A few months ago I was hanging outside in the back, stealing my neighbors lounge chair as the morning was settling in. It was one of those mornings where I was going to start my day off right, soaking in Jesus a midst nature. “Filling my cup” so I could be like one of those mom’s that write blogs and puts makeup on and does dishes, and picks up kids from school on time. So I figured God was on my side and I wanted a really great “quiet time” story. You know what I’m talking about, right? When you are talking to your friends and they are sharing how hard something is, or a marital struggle, and you can so nonchalantly interject, “In my quiet time this morning, Jesus brought me to this passage…” and your friends can then all stand in awe of your amazing self-discipline to be “In the Word” everyday, and not only strive to be like you, but are secretly jealous of your strong character. I have those days when I feel like I can be that mom, but they only happen once every six months or so.
I was absolutely irritated when God brought me to the book of…WAIT FOR IT…Amos. I mean who needs the book of Amos, unless you’re a Pastor. But obediently I read it [insert your jealousy]. I ended up being amazed at why God brought me to it, and now I want to bring you through it. But the way I want to teach you about Amos is in regards to how we discipline our children. I know I can get lots of hate mail and death threats from this, but I think it’s worth a look. And you will soon see why.
You see I have this rub with lots of ways people parent these days. Most parents want to negotiate, and logical-ize with their children.
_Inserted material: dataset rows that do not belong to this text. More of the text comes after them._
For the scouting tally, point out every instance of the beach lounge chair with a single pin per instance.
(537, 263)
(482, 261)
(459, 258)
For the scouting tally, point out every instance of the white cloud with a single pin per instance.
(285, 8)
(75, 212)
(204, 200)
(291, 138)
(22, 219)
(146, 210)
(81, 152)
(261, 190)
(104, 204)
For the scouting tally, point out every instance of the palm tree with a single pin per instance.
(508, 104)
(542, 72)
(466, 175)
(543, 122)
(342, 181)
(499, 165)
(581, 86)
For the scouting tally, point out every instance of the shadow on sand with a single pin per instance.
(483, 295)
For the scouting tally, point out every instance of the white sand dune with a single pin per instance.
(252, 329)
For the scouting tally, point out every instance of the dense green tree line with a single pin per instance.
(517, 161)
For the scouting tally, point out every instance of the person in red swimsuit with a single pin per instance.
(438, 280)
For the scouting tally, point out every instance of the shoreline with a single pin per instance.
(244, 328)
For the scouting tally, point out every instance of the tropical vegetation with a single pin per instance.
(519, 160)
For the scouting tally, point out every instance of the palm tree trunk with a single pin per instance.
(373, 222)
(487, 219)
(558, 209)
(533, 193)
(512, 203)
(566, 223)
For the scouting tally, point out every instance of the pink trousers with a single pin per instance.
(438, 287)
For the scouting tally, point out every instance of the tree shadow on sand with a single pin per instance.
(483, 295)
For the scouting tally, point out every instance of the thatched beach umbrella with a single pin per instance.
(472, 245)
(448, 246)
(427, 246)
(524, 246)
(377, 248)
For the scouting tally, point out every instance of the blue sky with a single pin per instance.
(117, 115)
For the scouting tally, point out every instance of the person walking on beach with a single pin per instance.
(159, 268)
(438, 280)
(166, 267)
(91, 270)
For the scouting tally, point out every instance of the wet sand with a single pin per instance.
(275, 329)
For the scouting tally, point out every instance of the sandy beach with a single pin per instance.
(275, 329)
They want their kids to always feel heard and loved and accepted and secure. They are willing to overlook serious sin (from God’s perspective) because they don’t want their kids to “feeeeel” bad or ” feeeeeel” rejected. Parents often parent out of fear…fear of the future….fear of lost relationship….fear of responsibility of how their kids turn out. I talk to lots of moms who don’t know how to handle their child’s direct disobedience, or temper tantrums. They are baffled at a child’s lack of respect and regard for them as an authority. They just don’t know what to do. And often times, when I suggest discipline, I get a deer in the headlights look. Or worse, “that just won’t work on my kid.”
More often than not, when I have parenting conversations with my husband, most of my parenting follies come down to my own mommy/daddy unresolved issues. I over compensate for what I didn’t get when I was a child or I fear my children won’t understand the depth of my love for them. Granted, you may parent that way as well. You and I have also bought into a bunch of psycho-babble hype on how to “raise” your kids. Don’t get me wrong, I promote some psychological ways to bring kids to a place of safety in hopes of changing their behavior. But as Christian parents we are all missing the Ark if we aren’t willing to look to the Bible for true parenting instruction.
God called us his children, and he called Israel his Children. He dealt with them as a father would his child. With strict measures, clear cut laws and boundaries, but with a willingness to extend grace. We want to see the loving and mercy-filled God in our lives, and want to mimic that for our children. Often times we skip over the justice parts, like the people in the book of Amos, because it’s just too hard and today’s society just wouldn’t accept it.
If you are brave enough to enter into God’s presence and are willing enough to allow me to navigate you, I think you might be surprised that discipline in the Bible goes beyond spare the rod and spoil the child. Our relationship with God as a just Father can pour into our parenting our children, if only we let it.